たまたま訪れた姫路市図書館で、お勧めコーナーに置いてあった数多の本の背表紙に、友人の名を発見した。小川聡読売新聞前アメリカ総局長である。随分と会っていない。その著作『トランプ ロシアゲートの虚実』を、久しぶりに貰った手紙を読むように貪り捲った。もう15年余りも前のことだが、公明党担当記者だった彼と付き合った。外交、安全保障分野に強い関心持つ学究肌の青年記者との懐かしい日々が蘇る。ドナルド・トランプ米大統領の〝弾劾に至る病〟とでも云うような実態が克明に記されたこの新書は、「分断」に喘ぐ現代アメリカを理解する上で格好の手引き書である▼米大統領といえば、我々の世代では若き日にジョン・F・ケネディに憧れの後の悲しみを抱いたり、リチャード・ニクソンに驚嘆の後の失望を抱いたものである。長じては、ビル・クリントンの下半身のふしだらさに呆れたり、バラク・オバマの毀誉褒貶の激しさに舌打ちもしてきた。それでも建国二百五十年の気鋭の国の最高権力者にはそれなりの風格と権威が備わっているものだと信じてきた。ところが、ドナルド・トランプときた日には、不動産業で巨万の富得た、自分本位の金の亡者と云う他ないようなとんでもない人物なのである。加えて、大統領就任と同時に大きく浮上して日本でも連日伝えられてきたロシアゲートの不可解さ。一体何がどうなってるのかとの懸念を持ってきた人は多かろう。この本では複雑怪奇なその現実を小川氏が、米国安全保障企画研究員で米露関係に詳しい東秀敏氏とともに徹底的にほぐし、わかりやすく解説してくれている▼この本を読んで改めて分かったのは、トランプ氏は、実業家の頃からロシアに関心を持ってきており、「ロシアマネーとの特別な関係」は今に始まったことではないということだ。ロシアからすれば、かねて篭絡しやすい対象としての存在だった。
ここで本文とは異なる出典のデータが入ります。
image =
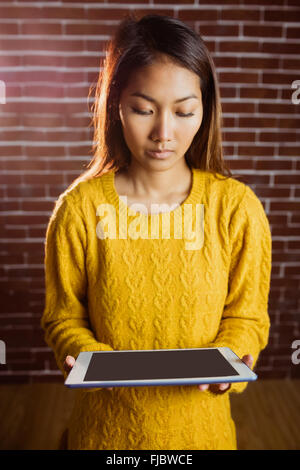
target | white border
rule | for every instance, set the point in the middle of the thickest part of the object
(77, 374)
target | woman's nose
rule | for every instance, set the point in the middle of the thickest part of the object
(163, 128)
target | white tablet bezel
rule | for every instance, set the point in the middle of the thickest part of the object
(77, 374)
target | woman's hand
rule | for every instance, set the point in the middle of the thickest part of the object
(69, 363)
(247, 359)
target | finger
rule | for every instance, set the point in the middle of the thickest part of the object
(248, 360)
(203, 387)
(69, 363)
(223, 386)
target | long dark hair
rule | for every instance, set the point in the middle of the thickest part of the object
(137, 43)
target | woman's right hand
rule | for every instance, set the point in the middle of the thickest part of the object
(69, 363)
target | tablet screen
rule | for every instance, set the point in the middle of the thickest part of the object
(166, 364)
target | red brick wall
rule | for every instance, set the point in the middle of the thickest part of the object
(49, 57)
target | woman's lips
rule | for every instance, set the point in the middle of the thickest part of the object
(160, 155)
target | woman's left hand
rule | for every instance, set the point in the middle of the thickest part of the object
(247, 359)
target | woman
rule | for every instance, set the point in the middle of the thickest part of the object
(112, 286)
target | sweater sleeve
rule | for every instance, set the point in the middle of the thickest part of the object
(245, 322)
(65, 318)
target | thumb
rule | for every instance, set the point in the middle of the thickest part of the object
(248, 360)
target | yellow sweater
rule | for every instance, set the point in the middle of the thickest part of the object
(135, 289)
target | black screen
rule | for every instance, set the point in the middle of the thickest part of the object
(166, 364)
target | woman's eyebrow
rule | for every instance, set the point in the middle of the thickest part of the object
(148, 98)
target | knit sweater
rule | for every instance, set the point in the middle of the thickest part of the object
(113, 284)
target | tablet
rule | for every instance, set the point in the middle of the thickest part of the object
(134, 368)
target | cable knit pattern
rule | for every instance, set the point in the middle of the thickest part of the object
(138, 291)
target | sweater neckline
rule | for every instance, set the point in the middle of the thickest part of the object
(112, 196)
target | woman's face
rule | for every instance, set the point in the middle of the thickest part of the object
(156, 121)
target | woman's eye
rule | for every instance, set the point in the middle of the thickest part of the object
(144, 113)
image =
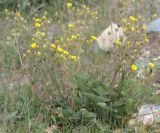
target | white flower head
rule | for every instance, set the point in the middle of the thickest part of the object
(110, 35)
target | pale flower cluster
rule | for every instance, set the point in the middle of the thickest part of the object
(110, 35)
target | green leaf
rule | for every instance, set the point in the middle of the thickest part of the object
(86, 114)
(95, 98)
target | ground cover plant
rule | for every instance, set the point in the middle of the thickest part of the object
(53, 76)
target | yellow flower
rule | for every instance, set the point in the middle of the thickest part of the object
(59, 49)
(37, 25)
(70, 25)
(151, 65)
(93, 38)
(34, 45)
(133, 67)
(53, 45)
(69, 5)
(132, 18)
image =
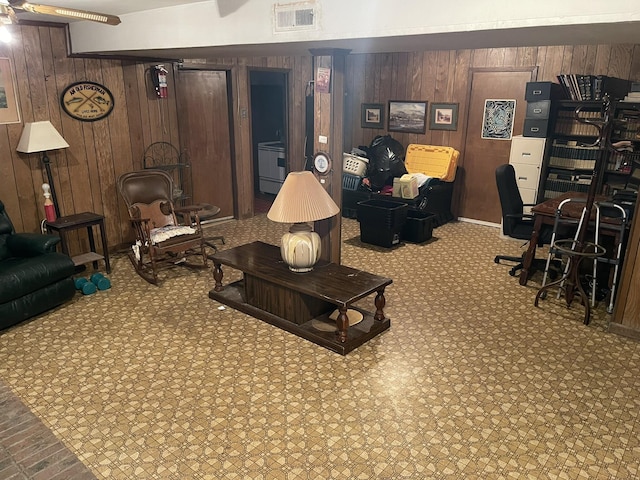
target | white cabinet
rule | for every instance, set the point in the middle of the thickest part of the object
(526, 157)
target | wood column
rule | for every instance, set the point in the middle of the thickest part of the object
(328, 111)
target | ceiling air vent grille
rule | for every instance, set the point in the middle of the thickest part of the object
(290, 18)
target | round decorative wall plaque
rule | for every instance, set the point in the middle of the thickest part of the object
(322, 163)
(87, 101)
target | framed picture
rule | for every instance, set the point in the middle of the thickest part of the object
(9, 112)
(497, 119)
(407, 116)
(323, 80)
(444, 116)
(372, 115)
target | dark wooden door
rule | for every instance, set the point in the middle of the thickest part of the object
(203, 113)
(479, 198)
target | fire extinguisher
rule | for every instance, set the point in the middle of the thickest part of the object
(49, 208)
(160, 81)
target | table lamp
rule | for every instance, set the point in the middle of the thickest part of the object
(40, 137)
(301, 199)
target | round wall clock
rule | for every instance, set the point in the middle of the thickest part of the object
(322, 163)
(87, 101)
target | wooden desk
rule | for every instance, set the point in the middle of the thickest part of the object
(545, 213)
(86, 220)
(294, 301)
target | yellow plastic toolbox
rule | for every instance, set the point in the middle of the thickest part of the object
(432, 160)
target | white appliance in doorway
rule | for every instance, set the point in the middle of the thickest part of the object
(271, 166)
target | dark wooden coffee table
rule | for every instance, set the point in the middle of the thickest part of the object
(301, 303)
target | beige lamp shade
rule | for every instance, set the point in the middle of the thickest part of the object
(302, 199)
(40, 137)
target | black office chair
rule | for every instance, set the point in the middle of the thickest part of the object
(515, 222)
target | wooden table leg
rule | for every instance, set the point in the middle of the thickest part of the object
(531, 251)
(342, 322)
(217, 276)
(105, 248)
(380, 303)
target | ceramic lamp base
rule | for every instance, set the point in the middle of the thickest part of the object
(300, 248)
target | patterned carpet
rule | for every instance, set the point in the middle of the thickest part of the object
(471, 381)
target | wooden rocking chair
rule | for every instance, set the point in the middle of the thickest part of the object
(161, 240)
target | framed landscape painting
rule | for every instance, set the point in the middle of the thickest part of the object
(444, 116)
(407, 116)
(372, 115)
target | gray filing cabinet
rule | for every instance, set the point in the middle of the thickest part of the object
(272, 166)
(526, 157)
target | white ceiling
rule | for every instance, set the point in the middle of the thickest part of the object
(113, 7)
(606, 33)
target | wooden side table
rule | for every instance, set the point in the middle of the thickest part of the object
(83, 220)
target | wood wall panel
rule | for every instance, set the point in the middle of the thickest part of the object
(424, 76)
(85, 173)
(98, 152)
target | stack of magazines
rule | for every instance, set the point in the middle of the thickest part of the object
(592, 87)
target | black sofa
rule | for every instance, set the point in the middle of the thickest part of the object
(33, 277)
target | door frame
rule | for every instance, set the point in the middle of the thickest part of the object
(533, 70)
(286, 72)
(232, 147)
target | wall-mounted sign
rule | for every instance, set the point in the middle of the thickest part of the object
(87, 101)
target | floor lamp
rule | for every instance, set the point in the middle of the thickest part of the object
(40, 137)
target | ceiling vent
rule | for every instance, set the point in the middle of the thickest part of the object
(296, 16)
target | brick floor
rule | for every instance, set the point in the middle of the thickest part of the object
(29, 450)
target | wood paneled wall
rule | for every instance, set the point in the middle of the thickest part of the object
(300, 72)
(443, 76)
(86, 172)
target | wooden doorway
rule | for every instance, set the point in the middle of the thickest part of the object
(206, 136)
(268, 93)
(479, 194)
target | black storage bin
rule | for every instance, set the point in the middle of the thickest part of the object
(381, 222)
(418, 227)
(382, 213)
(350, 199)
(379, 236)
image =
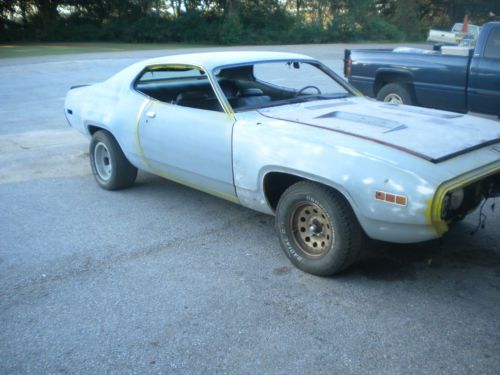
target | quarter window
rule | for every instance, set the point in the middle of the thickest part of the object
(182, 85)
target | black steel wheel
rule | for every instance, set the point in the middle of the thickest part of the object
(396, 93)
(317, 228)
(110, 167)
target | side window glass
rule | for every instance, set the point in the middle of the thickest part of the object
(492, 49)
(182, 85)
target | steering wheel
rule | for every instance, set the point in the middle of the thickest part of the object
(306, 88)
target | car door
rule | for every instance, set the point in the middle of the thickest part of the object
(484, 80)
(189, 142)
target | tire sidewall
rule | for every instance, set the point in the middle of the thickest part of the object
(396, 88)
(319, 265)
(101, 137)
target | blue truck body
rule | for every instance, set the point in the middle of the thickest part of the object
(430, 78)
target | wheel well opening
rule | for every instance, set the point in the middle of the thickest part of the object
(386, 78)
(275, 184)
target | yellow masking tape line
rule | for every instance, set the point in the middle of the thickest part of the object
(140, 151)
(457, 183)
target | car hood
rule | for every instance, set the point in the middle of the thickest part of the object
(430, 134)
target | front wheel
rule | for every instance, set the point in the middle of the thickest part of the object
(317, 228)
(111, 168)
(395, 93)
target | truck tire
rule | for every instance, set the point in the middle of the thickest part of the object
(110, 167)
(317, 229)
(396, 93)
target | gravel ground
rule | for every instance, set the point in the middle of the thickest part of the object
(161, 278)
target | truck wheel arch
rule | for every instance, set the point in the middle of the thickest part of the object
(384, 78)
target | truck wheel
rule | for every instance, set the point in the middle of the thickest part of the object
(111, 168)
(317, 229)
(396, 93)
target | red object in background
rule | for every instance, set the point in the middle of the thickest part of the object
(465, 25)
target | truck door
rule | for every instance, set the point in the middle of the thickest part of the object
(483, 92)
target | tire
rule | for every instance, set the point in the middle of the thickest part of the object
(110, 167)
(395, 93)
(317, 229)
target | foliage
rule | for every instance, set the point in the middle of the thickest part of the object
(234, 21)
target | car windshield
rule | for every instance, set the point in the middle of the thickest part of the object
(275, 83)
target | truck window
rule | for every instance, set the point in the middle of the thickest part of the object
(492, 49)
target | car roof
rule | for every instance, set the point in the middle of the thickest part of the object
(211, 60)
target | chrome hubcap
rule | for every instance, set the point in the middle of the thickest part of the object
(393, 98)
(311, 228)
(102, 161)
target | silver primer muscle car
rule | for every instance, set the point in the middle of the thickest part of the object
(282, 134)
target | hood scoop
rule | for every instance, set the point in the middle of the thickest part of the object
(430, 134)
(384, 124)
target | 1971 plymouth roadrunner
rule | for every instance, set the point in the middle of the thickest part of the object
(282, 134)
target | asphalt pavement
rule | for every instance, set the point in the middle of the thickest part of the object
(164, 279)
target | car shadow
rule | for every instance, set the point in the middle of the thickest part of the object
(460, 249)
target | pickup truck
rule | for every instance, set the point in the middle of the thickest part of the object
(433, 79)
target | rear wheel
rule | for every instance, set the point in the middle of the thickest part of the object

大統領選出馬と同時にプーチン以下のロシアの関係者がほくそ笑みながら、勝たせようとしたことは想像に難くない。第1章のFBIとの対立から第5章の「米露冷戦2・0」に至るまで、登場人物の名前の煩雑さに苦労はするものの、固唾を飲む思いで一気に読ませる。ここでは、民主党ヒラリー・クリントン陣営の大統領選時に話題となったメール問題についても詳しく迫る。要するに〝どっちもどっち的〟側面が浮き彫りにされている。そんな「米国内戦」とでも云う他ない状況の中で、ロシアのサイバー情報戦の実態が描かれる。それは「デジタル時代の積極工作」であるとの指摘は実に興味深い▼新たな時代の戦争とも云える米露のせめぎ合いには、ため息をつくばかりだ。大騒ぎの末に結局は「弾劾が成立してトランプが辞任する可能性はかなり低い」との見立てには、冷静さの必要性を呼び覚まされよう。また、最終章の「『トランプ時代』の米国の読み方」でも、トランプの再選は容易ではないが、さりとて民主党がトランプに勝てる候補を出せるかどうかも容易ではないとの結論も、なるほどと思わせる説得力がある。この「事実は小説より奇なり」をあたかも地でいく面白さというと不謹慎かもしれないが、読み終えて確かな手応えを感ずる。アメリカ政治のこれからを占う上で貴重な分析を提供してくれたこの二人のコンビの第2弾に期待したい。(2019-5-27)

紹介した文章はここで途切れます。